JanMa commented 3 weeks ago

Branch/Environment/Version

Describe the bug To work around some limitations in Tyks mTLS support (see #6259), I am maintaining a custom go plugin for mTLS at Paymenttools. We recently enhanced that plugin to support OAS APIs as well and noticed a large performance regression.

To get custom per-api plugin configuration at runtime, the plugin calls ctx.GetOASDefinition on the context object provided to the plugin. This function performs a deep copy of the stored *oas.OAS object before returning it which first marshals and then unmarshals the object to JSON.

This turns out to be a very expensive operation and severely degrades performance of your plugin if the function is called in the hot path for every incoming request. By removing this function and manually getting the *oas.OAS pointer from the passed context, we could reduce our memory usage by 95% and CPU usage by 46% which severely improved the overall performance of our Tyk setup.

Below you can see two generated flame graphs which show the difference (please ignore the color inconsistency).

Memory: mem_flamegraph

CPU: cpu_flamegraph

Proposed solution

We've been running this fix for some time now in production and could not notice any negative side effects which might be explained by not operating on a deep copy of the passed OAS definition. Therefore I propose to remove the unneeded deep copy of the *oas.OAS object before returning it.

buger commented 3 weeks ago

Hi! I wonder if you can overcome it by having in memory cache inside plugin. When api is reloaded your plugin will be reloaded in any case. What do you think?

JanMa commented 2 weeks ago

Hi @buger, we already make heavy use of caching for the authentication part of our plugin. The cache is initialized in the plugin's init function and the high level workflow is as follows:

  1. get OAS definition from passed context
  2. fetch API name and plugin config data
  3. check cache if the key <api name>-<client cert hash> already exists
    1. if yes, allow request
  4. perform client cert validation with config from fetched plugin config data
    1. if cert is valid, add key to cache and allow request

We use the same plugin for multiple APIs so we need it to be configurable and make use of the plugin config data. I guess we could work around fetching the OAS definition only once and then caching it based on some other value which we know without it :thinking: .

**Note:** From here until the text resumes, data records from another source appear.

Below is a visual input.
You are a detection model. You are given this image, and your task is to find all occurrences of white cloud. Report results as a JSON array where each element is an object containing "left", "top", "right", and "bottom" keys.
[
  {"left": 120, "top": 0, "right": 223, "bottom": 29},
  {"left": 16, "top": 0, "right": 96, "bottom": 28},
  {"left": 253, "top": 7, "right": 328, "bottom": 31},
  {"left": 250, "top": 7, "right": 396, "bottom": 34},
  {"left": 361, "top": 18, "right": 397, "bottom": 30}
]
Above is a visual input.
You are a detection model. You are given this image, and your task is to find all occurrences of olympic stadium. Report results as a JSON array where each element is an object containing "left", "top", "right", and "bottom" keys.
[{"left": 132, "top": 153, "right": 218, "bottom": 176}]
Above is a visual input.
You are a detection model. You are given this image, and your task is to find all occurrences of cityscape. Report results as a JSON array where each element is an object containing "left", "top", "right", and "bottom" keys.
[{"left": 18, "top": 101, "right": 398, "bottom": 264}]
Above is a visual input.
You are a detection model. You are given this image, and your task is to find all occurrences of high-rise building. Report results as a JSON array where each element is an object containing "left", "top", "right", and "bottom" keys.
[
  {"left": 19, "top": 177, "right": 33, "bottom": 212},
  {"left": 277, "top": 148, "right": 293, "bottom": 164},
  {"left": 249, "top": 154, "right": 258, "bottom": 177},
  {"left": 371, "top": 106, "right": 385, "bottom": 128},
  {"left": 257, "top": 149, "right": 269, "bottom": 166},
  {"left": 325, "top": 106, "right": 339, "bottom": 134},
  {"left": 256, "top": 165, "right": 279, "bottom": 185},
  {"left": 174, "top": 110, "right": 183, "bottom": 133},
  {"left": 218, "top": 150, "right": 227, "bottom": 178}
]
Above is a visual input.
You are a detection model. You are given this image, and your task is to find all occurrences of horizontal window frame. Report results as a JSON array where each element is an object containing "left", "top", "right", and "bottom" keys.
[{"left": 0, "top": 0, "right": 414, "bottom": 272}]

But this would mean we can't ensure that a new plugin config is immediately applied when the API config is changed in Tyk. Because we share the same plugin with multiple APIs, the plugin's init function is only triggered the first time it is loaded.

buger commented 2 weeks ago

When api is changed on Tyk side, your plugin is reloaded with api. So its cache kind will be reloaded as well.

blagerweij commented 1 week ago

@JanMa we noticed a similar performance hit in our plugin, out of curiosity how have you been able to work around the issue? Something like this ?

    v := r.Context().Value(ctx.OASDefinition)
    var apiDef *oas.OAS = nil
    if v != nil {
        apiDef = v.(*oas.OAS)
    }

And is your Go plugin an 'Auth' plugin, and are you using the Session state to cache the user, or are you using a custom cache?

JanMa commented 1 week ago

Hi @blagerweij , we worked around the issue like this:

    v := r.Context().Value(ctx.OASDefinition)
    if v == nil {
        w.WriteHeader(http.StatusInternalServerError)
        return
    }

    apidef, ok := v.(*oas.OAS)
    if !ok {
        w.WriteHeader(http.StatusInternalServerError)
        return
    }

The plugin is an Auth plugin, but for mutual TLS. This means we can't make use of the ID Extractor mechanism provided by Tyk because we have no auth information which is passed in a header. Instead we just use a go-cache cache which the plugin initializes in it's init() function.